FROM THE ARCHIVES:The introduction of means-tested old-age pensions of five shillings a week (about 32c) for those over 70 in the UK, including Ireland, at the start of 1909 was described in this article by John McCaffrey on its 50th anniversary. – JOE JOYCE
THE PENSION officers were directed to interview all applicants in their respective places of abode. The object of this regulation was to prevent fraudulent claims.
So far as Ireland was concerned the weather during the last three months of 1908 was exceptionally good, and the 300 additional officers drafted from Great Britain to assist the overwhelmed Irish officials were thrilled with their enchanting departmental journeys on jaunting-cars along the lovely Irish rural roads. They were welcomed everywhere they called.
In Ireland, however, the absence of documentary evidence of age caused considerable concern to the authorities. The registration of births was not compulsory during the vital period. In many cases the registers of baptism or marriage could not be traced. Fortunately the census returns of 1841 and 1851 were available in the Record Office, Dublin. But these were not always reliable, as the enumerators were occasionally careless in entering the correct ages of the residents in each household.
Where satisfactory evidence of birth was not available, the pension officers were authorised to accept the ages shown in family Bibles, marriage certificates and insurance policies. The physical appearance of claimants and letters from clergymen were also taken into consideration in recommending the acceptance of claims by the local Pension Committees.
In this connection it soon became generally known that many Pension Officers were particularly impressed when applicants asserted that they remembered “the night of the big wind.” This was, of course, irrefutable evidence that they were at least two years of age on the night of January 6th-7th, 1839, when Ireland was swept by a western hurricane.

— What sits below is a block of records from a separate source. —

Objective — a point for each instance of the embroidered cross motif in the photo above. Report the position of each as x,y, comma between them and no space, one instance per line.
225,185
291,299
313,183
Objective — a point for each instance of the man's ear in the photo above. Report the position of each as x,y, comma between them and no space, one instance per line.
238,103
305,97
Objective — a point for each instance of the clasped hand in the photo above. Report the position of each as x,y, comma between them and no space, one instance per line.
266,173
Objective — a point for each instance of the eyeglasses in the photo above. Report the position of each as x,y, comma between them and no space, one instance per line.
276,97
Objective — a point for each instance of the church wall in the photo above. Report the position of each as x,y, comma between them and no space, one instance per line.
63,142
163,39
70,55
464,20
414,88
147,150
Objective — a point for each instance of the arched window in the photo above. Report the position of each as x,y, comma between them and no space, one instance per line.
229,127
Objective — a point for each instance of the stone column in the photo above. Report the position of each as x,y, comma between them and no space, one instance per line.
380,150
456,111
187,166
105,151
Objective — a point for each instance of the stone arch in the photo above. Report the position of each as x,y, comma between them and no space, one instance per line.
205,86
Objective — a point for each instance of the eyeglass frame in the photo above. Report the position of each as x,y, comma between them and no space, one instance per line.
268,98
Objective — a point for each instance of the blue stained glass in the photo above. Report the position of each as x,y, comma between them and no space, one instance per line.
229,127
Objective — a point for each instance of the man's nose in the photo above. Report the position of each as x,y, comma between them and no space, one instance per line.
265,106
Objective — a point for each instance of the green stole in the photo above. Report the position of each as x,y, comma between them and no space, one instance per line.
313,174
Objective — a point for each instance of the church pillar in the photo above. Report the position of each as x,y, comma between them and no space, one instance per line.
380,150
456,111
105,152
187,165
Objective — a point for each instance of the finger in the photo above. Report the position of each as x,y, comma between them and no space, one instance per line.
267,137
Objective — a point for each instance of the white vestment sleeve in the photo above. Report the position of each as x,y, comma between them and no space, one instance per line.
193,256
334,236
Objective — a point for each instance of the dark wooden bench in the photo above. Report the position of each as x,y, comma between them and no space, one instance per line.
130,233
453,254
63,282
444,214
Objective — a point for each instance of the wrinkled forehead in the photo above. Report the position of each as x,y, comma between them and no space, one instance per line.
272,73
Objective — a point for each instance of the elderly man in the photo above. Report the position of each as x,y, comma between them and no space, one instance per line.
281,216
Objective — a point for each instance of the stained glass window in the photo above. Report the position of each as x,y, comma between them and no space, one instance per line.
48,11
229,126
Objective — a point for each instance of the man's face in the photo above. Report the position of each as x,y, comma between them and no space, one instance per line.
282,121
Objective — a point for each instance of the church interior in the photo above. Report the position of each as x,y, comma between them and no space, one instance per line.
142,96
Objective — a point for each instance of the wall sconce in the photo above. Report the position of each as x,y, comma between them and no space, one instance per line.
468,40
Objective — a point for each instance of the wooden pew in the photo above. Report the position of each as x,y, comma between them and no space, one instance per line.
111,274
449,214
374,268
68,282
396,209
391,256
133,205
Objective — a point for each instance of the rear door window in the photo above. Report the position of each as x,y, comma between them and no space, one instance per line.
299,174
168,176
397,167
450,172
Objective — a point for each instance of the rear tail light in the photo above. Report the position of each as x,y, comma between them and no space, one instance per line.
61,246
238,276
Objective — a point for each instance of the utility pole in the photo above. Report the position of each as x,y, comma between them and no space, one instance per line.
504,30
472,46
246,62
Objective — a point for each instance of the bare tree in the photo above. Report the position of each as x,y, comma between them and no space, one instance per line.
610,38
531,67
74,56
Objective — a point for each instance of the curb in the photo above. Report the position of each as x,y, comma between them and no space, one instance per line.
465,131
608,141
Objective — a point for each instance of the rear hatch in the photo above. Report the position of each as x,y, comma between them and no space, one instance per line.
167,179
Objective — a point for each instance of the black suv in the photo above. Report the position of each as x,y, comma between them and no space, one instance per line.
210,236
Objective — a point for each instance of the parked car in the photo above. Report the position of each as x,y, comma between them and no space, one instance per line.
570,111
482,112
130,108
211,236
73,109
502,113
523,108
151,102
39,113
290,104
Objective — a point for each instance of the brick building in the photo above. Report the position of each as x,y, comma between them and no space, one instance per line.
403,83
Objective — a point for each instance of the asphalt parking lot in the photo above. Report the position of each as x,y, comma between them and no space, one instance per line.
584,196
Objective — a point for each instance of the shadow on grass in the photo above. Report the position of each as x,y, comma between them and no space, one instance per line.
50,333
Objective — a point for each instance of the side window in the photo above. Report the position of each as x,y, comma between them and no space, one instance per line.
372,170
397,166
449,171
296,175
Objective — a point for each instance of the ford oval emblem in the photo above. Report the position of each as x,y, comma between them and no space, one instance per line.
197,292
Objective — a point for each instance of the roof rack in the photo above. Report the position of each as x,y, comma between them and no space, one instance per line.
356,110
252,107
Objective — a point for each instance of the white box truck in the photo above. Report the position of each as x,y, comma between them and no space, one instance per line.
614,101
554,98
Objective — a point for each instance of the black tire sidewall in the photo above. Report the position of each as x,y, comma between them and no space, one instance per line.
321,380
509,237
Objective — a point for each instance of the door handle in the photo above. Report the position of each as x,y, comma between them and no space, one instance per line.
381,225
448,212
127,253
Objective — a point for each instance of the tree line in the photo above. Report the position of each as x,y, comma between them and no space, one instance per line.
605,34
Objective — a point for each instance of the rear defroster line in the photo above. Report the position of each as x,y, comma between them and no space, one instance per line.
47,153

One obviously very old Irishwoman said to an English Pension Officer in 1909: “I am a hundred years of age.” “Then you are a centenarian,” he observed. “I am no such thing,” she replied. “I am a good Roman Catholic.”
In the inevitable rush a number of pensions were granted, but withdrawn at a later date. In “The Journal of H.M. Customs and Excise,” dated January 10th, 1931, a former pension officer, who served in Ireland during this hectic period, wrote in his reminiscences: “There was that wild gang at the Dublin Record Office where a body of Englishmen swooped down on the poor old Irish pensioners and cut off the pensions of men and women in the prime of life.”
In rural Ireland residents who are now elderly recall the local astonishment when gay bachelors and sprightly spinsters “put in applications for a pinshin!” It was never suspected that they were septuagenarians.